BREMERTON — It wasn’t the traditional ribbon-cutting, but on Aug. 21, there was no mistaking the grand opening commemoration of Olympic College and Washington State University’s newly remodeled electrical engineering building.
Instead of unrolling a wide, sparkly ribbon and breaking out the ceremonial gigantic scissors, a representative from each partnered college held power cords, connecting them as a symbolic gesture of the partnership that sparked this program in 2009, according to anannouncement of the event from Olympic College.
It started with a mechanical engineering program WSU offered at OC’s Bremerton campus; in 2016, that four-year-degree program was expanded to include electrical engineering. The first students in this program will graduate in May 2018.
Before now, the electrical engineering students and the mechanical engineering students shared the Robert B. Steward Engineering Building on the Bremerton OC campus. Now, the mechanical engineers can have their space back to themselves, because the electrical engineers are moving across the street to the new building, a 5,700-square-foot facility that provides specialized labs, classrooms, offices and storage.

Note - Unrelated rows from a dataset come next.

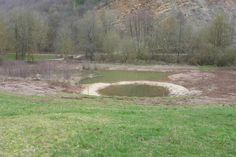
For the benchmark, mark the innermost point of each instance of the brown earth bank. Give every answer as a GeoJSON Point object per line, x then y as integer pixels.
{"type": "Point", "coordinates": [216, 86]}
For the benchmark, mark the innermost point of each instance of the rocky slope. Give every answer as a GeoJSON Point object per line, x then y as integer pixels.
{"type": "Point", "coordinates": [194, 10]}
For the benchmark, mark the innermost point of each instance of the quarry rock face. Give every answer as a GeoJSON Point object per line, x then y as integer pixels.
{"type": "Point", "coordinates": [194, 10]}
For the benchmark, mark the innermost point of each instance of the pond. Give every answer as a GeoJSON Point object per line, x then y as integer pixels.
{"type": "Point", "coordinates": [135, 90]}
{"type": "Point", "coordinates": [111, 76]}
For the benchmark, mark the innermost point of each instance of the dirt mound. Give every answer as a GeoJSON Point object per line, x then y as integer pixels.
{"type": "Point", "coordinates": [175, 90]}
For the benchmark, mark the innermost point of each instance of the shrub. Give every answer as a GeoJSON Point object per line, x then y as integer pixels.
{"type": "Point", "coordinates": [226, 57]}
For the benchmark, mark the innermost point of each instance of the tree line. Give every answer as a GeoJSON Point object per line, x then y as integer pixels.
{"type": "Point", "coordinates": [102, 36]}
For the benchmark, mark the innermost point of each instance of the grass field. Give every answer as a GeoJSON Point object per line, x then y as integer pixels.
{"type": "Point", "coordinates": [42, 126]}
{"type": "Point", "coordinates": [37, 57]}
{"type": "Point", "coordinates": [111, 76]}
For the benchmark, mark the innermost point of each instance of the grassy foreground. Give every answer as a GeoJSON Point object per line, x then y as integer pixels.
{"type": "Point", "coordinates": [41, 126]}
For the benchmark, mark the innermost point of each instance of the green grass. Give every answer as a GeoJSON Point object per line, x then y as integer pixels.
{"type": "Point", "coordinates": [37, 57]}
{"type": "Point", "coordinates": [111, 76]}
{"type": "Point", "coordinates": [135, 90]}
{"type": "Point", "coordinates": [41, 126]}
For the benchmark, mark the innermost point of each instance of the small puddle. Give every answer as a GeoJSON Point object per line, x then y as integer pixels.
{"type": "Point", "coordinates": [135, 90]}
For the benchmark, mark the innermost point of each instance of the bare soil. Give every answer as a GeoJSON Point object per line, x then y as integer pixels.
{"type": "Point", "coordinates": [217, 86]}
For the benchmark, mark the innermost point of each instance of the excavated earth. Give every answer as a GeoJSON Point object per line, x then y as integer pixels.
{"type": "Point", "coordinates": [216, 86]}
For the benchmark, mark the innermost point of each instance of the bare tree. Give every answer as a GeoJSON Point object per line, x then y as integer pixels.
{"type": "Point", "coordinates": [65, 43]}
{"type": "Point", "coordinates": [140, 26]}
{"type": "Point", "coordinates": [28, 31]}
{"type": "Point", "coordinates": [221, 31]}
{"type": "Point", "coordinates": [3, 35]}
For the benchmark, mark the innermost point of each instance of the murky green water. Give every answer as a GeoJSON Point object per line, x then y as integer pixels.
{"type": "Point", "coordinates": [135, 90]}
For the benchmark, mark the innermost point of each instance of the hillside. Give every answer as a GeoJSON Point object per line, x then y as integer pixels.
{"type": "Point", "coordinates": [194, 10]}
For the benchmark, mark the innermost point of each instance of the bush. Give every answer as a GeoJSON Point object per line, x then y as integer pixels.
{"type": "Point", "coordinates": [226, 57]}
{"type": "Point", "coordinates": [204, 56]}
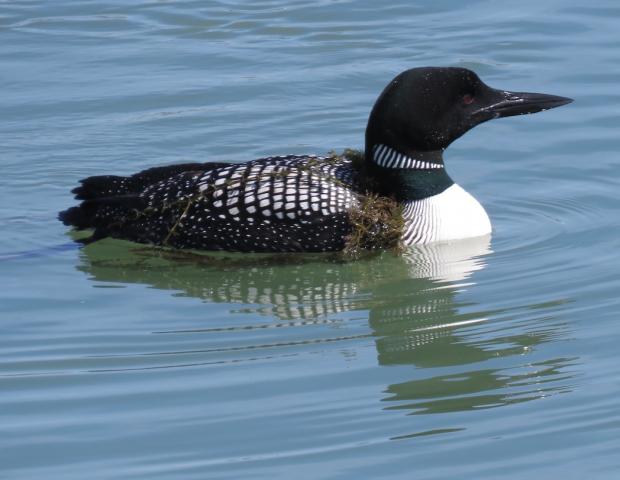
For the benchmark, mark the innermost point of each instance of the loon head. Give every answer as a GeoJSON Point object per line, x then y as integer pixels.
{"type": "Point", "coordinates": [423, 110]}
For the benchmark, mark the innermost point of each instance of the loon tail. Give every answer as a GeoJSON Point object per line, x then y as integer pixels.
{"type": "Point", "coordinates": [105, 186]}
{"type": "Point", "coordinates": [99, 213]}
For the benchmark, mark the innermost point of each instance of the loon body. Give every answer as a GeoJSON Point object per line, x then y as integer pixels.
{"type": "Point", "coordinates": [303, 202]}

“The opening of this new remodeled facility represents another milestone in our fruitful partnership with Olympic College to serve the changing workforce needs of the greater Puget Sound region,” WSU President Kirk Shulz said. “As a land-grant institution, it’s in our DNA to serve our state.”

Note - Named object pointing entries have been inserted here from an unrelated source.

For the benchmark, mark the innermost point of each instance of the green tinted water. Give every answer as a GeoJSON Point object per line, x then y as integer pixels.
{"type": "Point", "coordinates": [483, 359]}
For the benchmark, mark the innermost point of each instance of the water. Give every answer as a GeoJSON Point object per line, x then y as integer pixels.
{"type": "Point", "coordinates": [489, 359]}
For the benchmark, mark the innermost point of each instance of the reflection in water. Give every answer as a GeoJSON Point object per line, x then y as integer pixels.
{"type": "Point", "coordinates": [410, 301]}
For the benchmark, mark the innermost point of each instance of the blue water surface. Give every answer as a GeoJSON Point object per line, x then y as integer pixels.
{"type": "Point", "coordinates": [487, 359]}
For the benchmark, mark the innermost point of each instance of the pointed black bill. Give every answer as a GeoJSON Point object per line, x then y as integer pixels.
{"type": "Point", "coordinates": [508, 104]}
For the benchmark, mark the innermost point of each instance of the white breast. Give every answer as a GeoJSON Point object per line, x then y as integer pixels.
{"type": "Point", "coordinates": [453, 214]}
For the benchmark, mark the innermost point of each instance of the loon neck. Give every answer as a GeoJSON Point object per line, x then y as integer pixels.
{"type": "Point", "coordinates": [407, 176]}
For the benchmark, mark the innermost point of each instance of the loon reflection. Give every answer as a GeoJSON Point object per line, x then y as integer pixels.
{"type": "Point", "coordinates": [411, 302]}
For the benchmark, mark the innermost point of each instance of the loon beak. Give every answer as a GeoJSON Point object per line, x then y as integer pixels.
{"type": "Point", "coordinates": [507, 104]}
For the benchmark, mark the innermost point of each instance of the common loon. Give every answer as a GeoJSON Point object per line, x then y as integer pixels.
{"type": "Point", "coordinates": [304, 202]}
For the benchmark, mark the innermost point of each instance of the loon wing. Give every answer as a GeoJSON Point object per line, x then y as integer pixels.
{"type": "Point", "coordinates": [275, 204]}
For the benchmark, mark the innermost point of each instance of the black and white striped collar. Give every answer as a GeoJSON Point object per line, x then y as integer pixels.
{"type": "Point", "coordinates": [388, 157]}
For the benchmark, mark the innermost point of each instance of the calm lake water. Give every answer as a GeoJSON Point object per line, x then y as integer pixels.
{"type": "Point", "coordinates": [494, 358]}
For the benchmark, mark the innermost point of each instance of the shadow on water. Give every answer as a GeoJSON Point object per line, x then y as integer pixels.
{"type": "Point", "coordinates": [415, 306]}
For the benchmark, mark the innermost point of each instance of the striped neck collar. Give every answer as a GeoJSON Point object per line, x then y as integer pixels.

OC President Dave Mitchell said, “Our partnership with WSU provides a clear pathway into the workforce for students in the Puget Sound region, many of whom are place bound due to work and family circumstances. I am grateful for leadership at WSU who committed to launching and expanding this excellent program.”
Bremerton is home to several large employers with a high demand for technical workers, according to the OC announcement, including Puget Sound Naval Shipyard & Intermediate Maintenance Facility, “which employs a large workforce of engineers and has expressed a need for skilled engineers, particularly as Baby Boomers retire.”
OC purchased the building — formerly used by CENCOM — from the City of Bremerton. It served as a 911 dispatch office for nearly 30 years beginning in 1976; before that, it was the administration building for the Warren Avenue Bridge. It’s located immediately across Warren Avenue from the OC Bremerton Campus, at 1720 Warren Ave.
“Everyone is thrilled with the new space,” said Shawn Devine, OC director of communications. “It is right sized for the program, has state-of-the-art labs and feels like a new building. It was quite a transformation for a building that has sat empty for several years.”
Devine said that starting in the coming school year, 19 students will be making use of the space: 10 juniors and nine seniors.
“This number will definitely grow over time,” Devine said.